Even though I love having an indie press, Samhain was the reason why I decided to be a hybrid author. Even though I wasn’t able to get another book published with them–more so because I hardly write romance anymore–I was able to publish with other amazing companies like Mocha Memoirs Press and Purple Sword Publications. I also don’t believe in putting all of my eggs in one basket. Many financial advisors always tell their clients to diversify their portfolio, so that’s what I like to do with my writing business.
I don’t look at this as an end as much as I do a beginning. This is a chance for ex-Samhainers to really shine, so I hope for their sake they take full advantage of it. Self-publishing has really taken off to the point that the market is flooded. But at least, there’s a place where they can republish those books and perhaps make some pocket change from them. And even better, they get to keep almost all of it. Imagine that! They can get as much as 70% of the profits (if not more), depending upon where they publish and their price point. Again, imagine that!
Now, I understand why those authors might be bitter, too. After all, it also means they have to do all of the work for themselves. They definitely have to have new covers and market until they’re blue in the face. For those of us who are hybrids, that’s nothing new and probably why we’re less affected by Samhain’s closing. It’s a business. Period. That’s why I don’t feel like I’m losing a publisher as much as I’m gaining a new asset in my self-publishing portfolio. I’m cool with that.
So what does this mean for other e-pubs if the one of the biggest games in town is shutting its doors? Your guess is as good as mine. I’m sure some might want to snatch up those authors who have hit the NY Times and USA Today lists, but the rest of us are on our own. I’m sure there will be naysayers who’ll say, “Ha! You see? I knew they wouldn’t last.” Here’s a thought. If Samhain is “winding down”, which I interpret as trying to stay afloat before they head into shore, what’s going to happen to those publishers who don’t have NY Times bestsellers on their lists? How long are they going to last if they can’t meet the low price points of most self-published books? You can say what you want about the quality of those books, but the fact is self-publishing is chipping away at the traditional market. In some cases (i.e. Hugh Howey and Amanda Hocking), they’d already redefined it for themselves. I don’t know about anyone else, but it’s a good time to be self-published, whether the market is flooded or not. Still don’t believe me? Then take a look at Author Earnings for 2016. These numbers tell me that indie/self-publishing is a major contender for readers’ attentions.
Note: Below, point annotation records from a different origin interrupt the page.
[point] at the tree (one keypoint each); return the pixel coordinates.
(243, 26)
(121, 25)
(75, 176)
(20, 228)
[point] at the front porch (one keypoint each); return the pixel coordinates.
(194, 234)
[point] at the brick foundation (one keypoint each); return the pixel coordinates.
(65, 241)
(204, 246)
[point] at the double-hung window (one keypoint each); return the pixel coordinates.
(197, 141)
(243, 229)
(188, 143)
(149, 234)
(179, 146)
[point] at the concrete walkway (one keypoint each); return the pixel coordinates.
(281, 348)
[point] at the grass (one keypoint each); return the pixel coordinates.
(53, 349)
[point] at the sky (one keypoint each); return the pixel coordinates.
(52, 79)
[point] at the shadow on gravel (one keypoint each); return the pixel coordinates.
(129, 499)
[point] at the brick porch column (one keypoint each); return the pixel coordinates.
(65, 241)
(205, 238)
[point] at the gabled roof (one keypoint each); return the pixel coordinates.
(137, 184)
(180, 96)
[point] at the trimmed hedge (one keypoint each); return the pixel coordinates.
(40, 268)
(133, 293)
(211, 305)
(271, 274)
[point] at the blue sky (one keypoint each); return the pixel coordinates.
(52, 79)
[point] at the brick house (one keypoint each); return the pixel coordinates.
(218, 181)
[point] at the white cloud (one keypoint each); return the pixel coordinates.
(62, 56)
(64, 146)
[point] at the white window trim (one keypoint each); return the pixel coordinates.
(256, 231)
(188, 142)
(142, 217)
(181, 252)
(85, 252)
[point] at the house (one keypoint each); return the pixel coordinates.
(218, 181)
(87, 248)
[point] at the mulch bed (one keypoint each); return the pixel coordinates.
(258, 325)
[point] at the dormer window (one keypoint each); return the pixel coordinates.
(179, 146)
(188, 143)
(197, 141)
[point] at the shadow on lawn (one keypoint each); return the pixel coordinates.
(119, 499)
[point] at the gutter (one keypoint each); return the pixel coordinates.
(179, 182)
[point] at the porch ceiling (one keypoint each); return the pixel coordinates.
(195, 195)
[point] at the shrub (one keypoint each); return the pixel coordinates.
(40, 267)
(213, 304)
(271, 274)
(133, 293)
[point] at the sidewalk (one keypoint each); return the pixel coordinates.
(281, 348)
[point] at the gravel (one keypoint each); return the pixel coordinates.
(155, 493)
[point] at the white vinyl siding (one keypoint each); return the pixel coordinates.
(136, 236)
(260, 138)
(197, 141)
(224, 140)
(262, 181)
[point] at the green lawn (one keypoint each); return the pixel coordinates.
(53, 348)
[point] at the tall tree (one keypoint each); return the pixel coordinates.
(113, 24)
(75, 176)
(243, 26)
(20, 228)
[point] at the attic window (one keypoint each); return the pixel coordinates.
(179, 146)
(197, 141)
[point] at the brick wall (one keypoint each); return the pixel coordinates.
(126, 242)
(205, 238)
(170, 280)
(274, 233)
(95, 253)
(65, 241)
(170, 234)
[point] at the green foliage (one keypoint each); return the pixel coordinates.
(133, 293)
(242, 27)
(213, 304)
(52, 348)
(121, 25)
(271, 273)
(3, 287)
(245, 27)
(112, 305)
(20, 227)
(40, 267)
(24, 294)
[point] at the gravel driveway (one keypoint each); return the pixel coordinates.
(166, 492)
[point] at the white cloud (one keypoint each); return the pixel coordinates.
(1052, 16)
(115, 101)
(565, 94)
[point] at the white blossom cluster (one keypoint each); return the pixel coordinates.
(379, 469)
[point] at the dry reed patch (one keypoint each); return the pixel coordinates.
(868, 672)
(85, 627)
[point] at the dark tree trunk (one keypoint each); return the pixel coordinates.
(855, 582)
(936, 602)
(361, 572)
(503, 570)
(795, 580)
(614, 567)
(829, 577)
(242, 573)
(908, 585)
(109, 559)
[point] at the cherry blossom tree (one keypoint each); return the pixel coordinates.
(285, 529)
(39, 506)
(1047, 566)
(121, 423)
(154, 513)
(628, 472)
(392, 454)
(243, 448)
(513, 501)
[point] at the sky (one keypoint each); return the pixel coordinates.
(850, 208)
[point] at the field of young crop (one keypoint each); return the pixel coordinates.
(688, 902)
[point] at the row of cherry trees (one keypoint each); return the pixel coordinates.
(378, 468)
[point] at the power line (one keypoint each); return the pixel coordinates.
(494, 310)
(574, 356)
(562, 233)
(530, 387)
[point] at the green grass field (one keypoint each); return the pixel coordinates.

Believe it or not, I’m not trying to sell anyone on self-publishing. Do whatever you want to do. But, I had a very wise author who is not only my friend, but a USA Today Bestseller talk me off the ledge that some authors are probably feeling right now. She was the one who talked to me about self-publishing, so I took a chance. I’m glad I did, too. Even though I haven’t made anything near “rock-star dollars”, I’m happy because my books are doing more than just collecting dust on my laptop.
I’m sure there are those who feel like the rug has been pulled out from underneath them. If so, then perhaps you need to make the best of those hardwood floor underneath. Everyone is too excitable in this business and I really hate the drama, the speculation, and the hate that things like this generate. Rather than shout at the rooftops about how unfair it is and feeling duped, authors needs to actually tend to their business. The business of writing and putting a plan in action to take care of their assets. Leave the emotions out of it. Better yet, leave that stuff for your next manuscript. The last thing a customer wants to see is an author whining about how their precious publisher abandoned them. Customers would rather see the results of your hard work.